SHERYL SANDBERG: When Dave first died, I thought it was my fault.
The initial report said he’d died of head trauma from falling off an exercise machine. My brother’s a neurosurgeon, and he told me that wasn’t true.
When we got the autopsy, we realized he had died of a cardiac arrhythmia. But I still blamed myself, and I blamed myself for a long time. But when Adam told me that, because I was blaming myself, I was going to keep my kids from recovering, because I was going to keep myself from recovering, that really helped.
We have to show ourselves compassion, the same compassion we would show a friend.
JUDY WOODRUFF: Sandberg said that, ultimately, family, friends and co-workers, including her boss, Mark Zuckerberg, made a huge difference.
Not everybody may go back to a supportive environment, making it even harder for them. So, what do you say to people who are thinking, how am I going to face co-workers, what if my employer doesn’t give me the time or the space or the understanding that I need?
SHERYL SANDBERG: Yes, we have so much to do to make it easier for people at work.
I’m really lucky. Facebook has great policies. We offer a lot of bereavement leave, a lot of leave of all kinds. And we have done even more since Dave died for people. But we need our workplaces and then our public policy to give people the paid, paid time off they need, because, for a lot of people, if the time is unpaid, they can’t take it.
JUDY WOODRUFF: Sandberg has become increasingly outspoken about the workplace, family life and women’s equality.
Her 2012 book, “Lean In,” served as a call to many women to become more assertive. But, to some, Sandberg’s tone smacked of wealthy white privilege. She was criticized in some quarters for failing to appreciate what single parents and non-traditional families go through.
Now she’s expanded the message to stress the role of government and society in the lives of women.
SHERYL SANDBERG: We are the only developed country in the world, the only one, without paid maternity leave. And we need that, and paid paternity leave, so men and women are equal.
We’re one of the only developed countries without paid family leave. I think a lot about going through everything I went through, and also worrying about paying a basic health care bill, about single mothers who wake up every day in this country and worry about whether they can take care of a sick child, or lose their job that they need, about the minimum wage we have.

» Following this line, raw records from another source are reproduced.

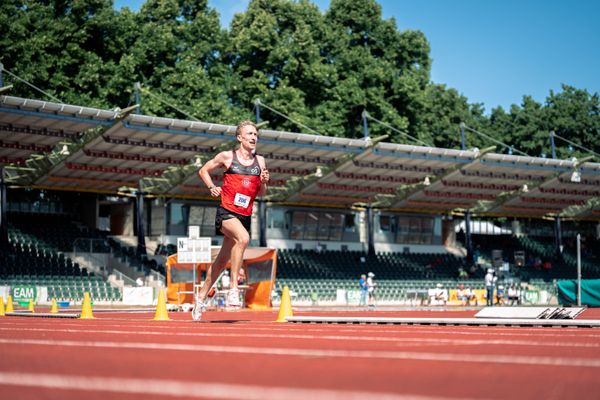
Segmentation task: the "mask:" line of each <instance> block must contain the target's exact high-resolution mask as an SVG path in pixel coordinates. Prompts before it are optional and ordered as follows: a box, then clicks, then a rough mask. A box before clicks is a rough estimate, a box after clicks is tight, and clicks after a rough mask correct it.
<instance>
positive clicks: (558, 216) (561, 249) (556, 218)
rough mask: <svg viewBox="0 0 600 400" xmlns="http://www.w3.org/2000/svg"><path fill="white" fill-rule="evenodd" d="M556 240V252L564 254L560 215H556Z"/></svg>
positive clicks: (560, 253)
mask: <svg viewBox="0 0 600 400" xmlns="http://www.w3.org/2000/svg"><path fill="white" fill-rule="evenodd" d="M554 241H555V244H556V253H557V254H558V255H559V256H560V255H561V254H562V228H561V227H560V215H557V216H556V217H554Z"/></svg>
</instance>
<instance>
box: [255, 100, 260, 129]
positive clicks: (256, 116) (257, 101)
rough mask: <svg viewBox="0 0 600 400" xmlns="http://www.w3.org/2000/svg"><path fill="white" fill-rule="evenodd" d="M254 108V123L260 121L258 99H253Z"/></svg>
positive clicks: (258, 104) (259, 104)
mask: <svg viewBox="0 0 600 400" xmlns="http://www.w3.org/2000/svg"><path fill="white" fill-rule="evenodd" d="M254 109H255V110H256V123H257V124H258V123H259V122H260V99H258V98H257V99H256V100H254Z"/></svg>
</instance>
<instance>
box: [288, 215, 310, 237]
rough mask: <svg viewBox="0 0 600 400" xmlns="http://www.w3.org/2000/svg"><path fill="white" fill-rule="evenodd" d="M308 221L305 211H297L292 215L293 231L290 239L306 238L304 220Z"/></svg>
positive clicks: (292, 231) (291, 233) (290, 235)
mask: <svg viewBox="0 0 600 400" xmlns="http://www.w3.org/2000/svg"><path fill="white" fill-rule="evenodd" d="M305 219H306V213H305V212H303V211H295V212H294V213H293V214H292V229H291V232H290V239H303V238H304V220H305Z"/></svg>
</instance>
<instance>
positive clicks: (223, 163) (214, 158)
mask: <svg viewBox="0 0 600 400" xmlns="http://www.w3.org/2000/svg"><path fill="white" fill-rule="evenodd" d="M231 159H232V154H231V152H230V151H222V152H221V153H219V154H217V155H216V156H215V157H214V158H213V159H211V160H209V161H207V162H206V163H205V164H204V165H203V166H202V168H200V171H198V175H200V179H202V181H203V182H204V184H205V185H206V187H208V189H209V190H210V195H211V196H213V197H219V196H220V195H221V188H220V187H219V186H216V185H215V184H214V182H213V180H212V178H211V176H210V174H211V173H212V172H213V171H214V170H216V169H222V168H227V166H229V165H230V164H231V161H232V160H231Z"/></svg>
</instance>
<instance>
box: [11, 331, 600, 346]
mask: <svg viewBox="0 0 600 400" xmlns="http://www.w3.org/2000/svg"><path fill="white" fill-rule="evenodd" d="M0 331H14V332H16V333H18V332H55V333H67V334H73V333H74V334H81V333H93V334H110V335H126V336H132V335H133V336H139V335H148V336H164V337H172V336H180V337H198V338H201V337H210V338H250V337H251V338H257V339H301V340H319V339H321V340H334V341H340V340H343V341H360V342H385V343H397V344H405V343H410V344H420V345H455V346H458V345H460V346H488V345H507V346H527V347H566V348H572V347H575V348H600V343H571V342H564V341H561V342H541V341H532V340H504V339H477V340H473V339H447V338H407V337H397V336H396V337H386V336H344V335H308V334H303V335H300V334H292V333H290V334H269V333H265V334H263V333H243V332H241V333H223V332H214V333H210V332H169V333H167V332H154V331H140V330H136V331H132V330H114V329H110V330H109V329H86V330H77V329H49V328H19V329H12V328H1V327H0Z"/></svg>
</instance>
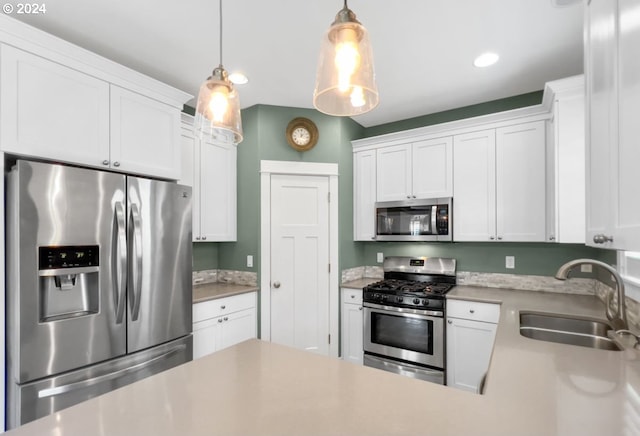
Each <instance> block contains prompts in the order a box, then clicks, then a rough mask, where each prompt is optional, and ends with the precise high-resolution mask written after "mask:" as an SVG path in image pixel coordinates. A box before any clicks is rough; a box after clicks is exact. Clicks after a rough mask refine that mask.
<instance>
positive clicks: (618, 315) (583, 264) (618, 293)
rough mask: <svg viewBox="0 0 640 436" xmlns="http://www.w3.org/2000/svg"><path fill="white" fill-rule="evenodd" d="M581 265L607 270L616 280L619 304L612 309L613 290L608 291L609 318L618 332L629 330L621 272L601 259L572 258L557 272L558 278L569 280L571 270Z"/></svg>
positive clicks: (557, 278) (627, 330)
mask: <svg viewBox="0 0 640 436" xmlns="http://www.w3.org/2000/svg"><path fill="white" fill-rule="evenodd" d="M579 265H593V266H596V267H599V268H602V269H604V270H605V271H607V272H608V273H609V274H611V276H612V277H613V279H614V280H615V282H616V294H617V296H618V304H617V305H616V309H615V310H612V309H611V299H612V298H613V297H612V294H613V292H607V296H606V305H607V318H608V319H609V321H611V324H612V327H613V329H614V330H616V332H618V331H619V330H625V331H628V329H629V326H628V324H627V310H626V306H625V300H624V299H625V296H624V282H623V281H622V277H620V274H618V272H617V271H616V270H615V269H613V268H612V267H611V266H610V265H607V264H606V263H604V262H600V261H599V260H593V259H575V260H571V261H569V262H567V263H565V264H564V265H562V266H561V267H560V268H559V269H558V272H557V273H556V279H558V280H567V279H568V278H569V272H571V270H573V268H575V267H576V266H579Z"/></svg>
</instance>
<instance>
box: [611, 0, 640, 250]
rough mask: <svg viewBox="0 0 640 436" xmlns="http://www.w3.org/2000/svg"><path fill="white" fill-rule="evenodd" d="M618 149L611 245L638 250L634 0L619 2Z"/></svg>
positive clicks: (638, 203)
mask: <svg viewBox="0 0 640 436" xmlns="http://www.w3.org/2000/svg"><path fill="white" fill-rule="evenodd" d="M618 4H619V9H618V11H619V12H618V13H619V14H620V16H619V31H618V56H619V59H618V65H619V67H618V79H619V83H618V107H619V111H618V126H619V135H618V138H619V142H618V147H617V150H611V159H612V160H613V163H614V167H613V168H614V170H615V173H614V174H613V177H612V183H613V186H612V188H613V192H612V193H611V199H612V200H613V202H614V204H613V245H614V247H615V248H617V249H621V250H640V201H639V199H638V190H639V188H640V171H638V168H640V122H639V120H638V114H640V56H639V54H638V47H640V26H639V25H638V24H639V21H638V11H639V4H638V1H637V0H619V2H618Z"/></svg>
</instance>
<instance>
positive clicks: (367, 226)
mask: <svg viewBox="0 0 640 436" xmlns="http://www.w3.org/2000/svg"><path fill="white" fill-rule="evenodd" d="M375 204H376V151H375V150H368V151H360V152H357V153H354V154H353V240H354V241H371V240H372V239H374V238H375Z"/></svg>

Two-thirds of minimum wage workers are women. Minimum wage hasn’t been raised at the federal level in forever. That’s unacceptable.
JUDY WOODRUFF: Unexpectedly, joy is also an essential message in the book. It’s something Sandberg feared she would never feel again.

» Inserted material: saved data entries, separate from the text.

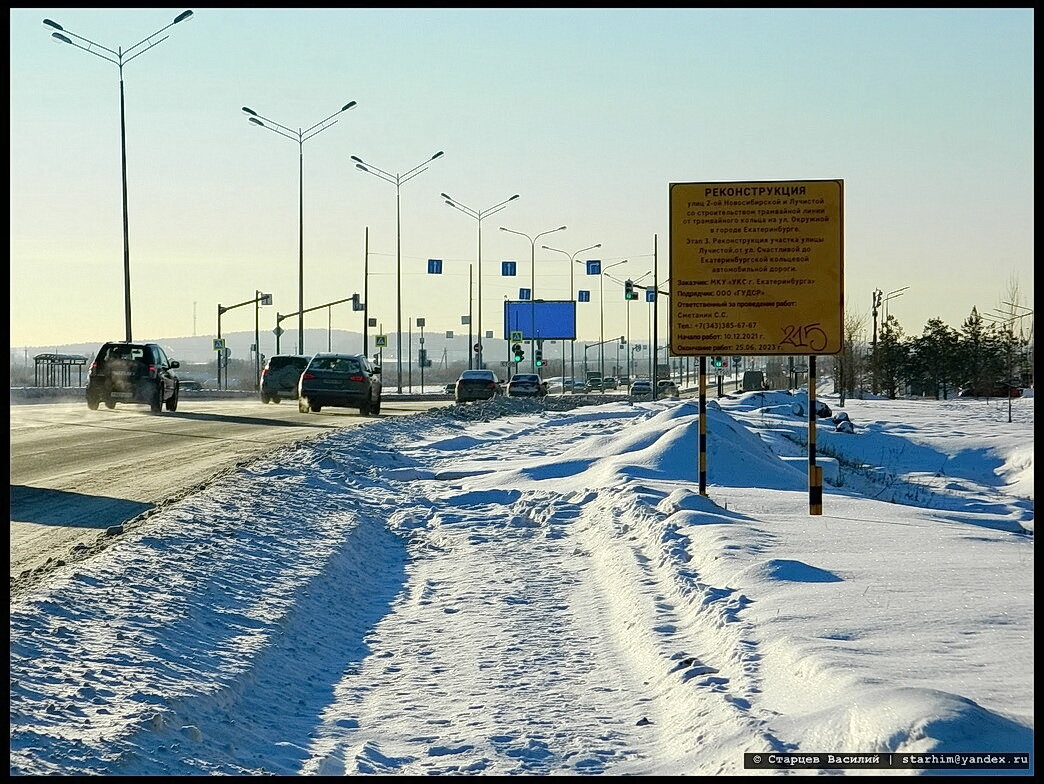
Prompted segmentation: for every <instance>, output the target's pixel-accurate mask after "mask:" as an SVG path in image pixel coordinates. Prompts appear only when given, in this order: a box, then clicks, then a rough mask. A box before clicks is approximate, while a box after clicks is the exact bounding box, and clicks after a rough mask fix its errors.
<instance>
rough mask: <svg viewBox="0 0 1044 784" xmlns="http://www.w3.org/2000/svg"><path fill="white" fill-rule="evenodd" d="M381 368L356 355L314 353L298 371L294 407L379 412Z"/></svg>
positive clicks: (380, 396)
mask: <svg viewBox="0 0 1044 784" xmlns="http://www.w3.org/2000/svg"><path fill="white" fill-rule="evenodd" d="M380 373H381V369H380V367H377V366H375V365H374V364H373V363H372V362H371V361H370V360H369V359H367V358H366V357H364V356H361V355H358V354H328V353H323V354H316V355H315V356H313V357H312V358H311V359H310V360H309V361H308V366H307V367H305V372H304V373H302V374H301V382H300V383H299V386H298V410H300V411H301V412H302V413H307V412H308V411H314V412H318V411H321V410H322V409H323V406H340V407H342V408H358V409H359V413H361V414H362V415H363V417H370V415H371V414H372V415H374V417H376V415H377V414H379V413H380V412H381V377H380Z"/></svg>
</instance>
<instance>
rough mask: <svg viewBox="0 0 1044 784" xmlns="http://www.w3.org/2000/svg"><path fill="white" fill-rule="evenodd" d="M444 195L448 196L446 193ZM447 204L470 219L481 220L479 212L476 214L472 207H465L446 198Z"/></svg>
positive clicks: (453, 200)
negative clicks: (470, 207) (473, 218)
mask: <svg viewBox="0 0 1044 784" xmlns="http://www.w3.org/2000/svg"><path fill="white" fill-rule="evenodd" d="M443 195H444V196H445V195H446V194H445V193H444V194H443ZM446 204H448V205H449V206H450V207H455V208H456V209H457V210H459V211H460V212H462V213H464V214H465V215H467V216H468V217H470V218H479V219H481V216H480V215H479V214H478V213H477V212H475V211H474V210H472V209H471V208H470V207H465V206H464V205H461V204H458V203H456V201H454V200H453V199H452V198H449V197H447V198H446Z"/></svg>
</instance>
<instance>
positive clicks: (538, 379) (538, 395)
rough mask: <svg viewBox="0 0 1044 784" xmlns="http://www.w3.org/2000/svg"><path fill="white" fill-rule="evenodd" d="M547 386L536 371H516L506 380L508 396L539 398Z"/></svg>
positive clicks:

SHERYL SANDBERG: I thought it would always feel that way. And the sadness is still here, but it doesn’t feel like I’m trapped in a void anymore.

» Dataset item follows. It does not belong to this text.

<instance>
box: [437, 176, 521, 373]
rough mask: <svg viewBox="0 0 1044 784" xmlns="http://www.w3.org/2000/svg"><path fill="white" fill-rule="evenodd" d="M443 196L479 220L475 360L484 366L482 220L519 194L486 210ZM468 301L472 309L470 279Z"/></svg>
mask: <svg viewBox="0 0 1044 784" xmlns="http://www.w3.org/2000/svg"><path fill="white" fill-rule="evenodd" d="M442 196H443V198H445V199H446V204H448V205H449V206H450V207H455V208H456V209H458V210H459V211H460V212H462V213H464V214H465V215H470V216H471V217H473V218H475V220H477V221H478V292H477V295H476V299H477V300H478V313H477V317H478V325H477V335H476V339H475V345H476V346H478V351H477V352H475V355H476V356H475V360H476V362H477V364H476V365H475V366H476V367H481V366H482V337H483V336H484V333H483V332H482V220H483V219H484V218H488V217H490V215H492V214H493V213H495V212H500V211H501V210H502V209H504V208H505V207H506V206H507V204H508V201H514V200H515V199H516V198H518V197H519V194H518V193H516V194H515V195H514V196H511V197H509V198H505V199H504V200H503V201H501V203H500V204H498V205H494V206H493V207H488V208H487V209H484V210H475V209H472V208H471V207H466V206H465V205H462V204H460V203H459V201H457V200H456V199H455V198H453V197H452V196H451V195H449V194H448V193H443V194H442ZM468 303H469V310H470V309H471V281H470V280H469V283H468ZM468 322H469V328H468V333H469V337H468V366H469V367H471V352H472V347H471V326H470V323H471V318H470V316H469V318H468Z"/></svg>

And I have joy, and I have laughter, and I have moments with my kids where we remember their daddy with real joy, and we look at pictures and videos. And I want anyone going through hardship to know that it does get better.
We all have things we can appreciate. We all have moments that we can notice the joy. We all can find gratitude for being alive. And that doesn’t mean that every story has a happy ending, because it doesn’t. But there are things we can do to build resilience in ourselves and each other that make us stronger.
JUDY WOODRUFF: Sheryl Sandberg has not only written this book, “Option B,” about her experience. She’s encouraging people going through tragedy to form support groups to be there for each other.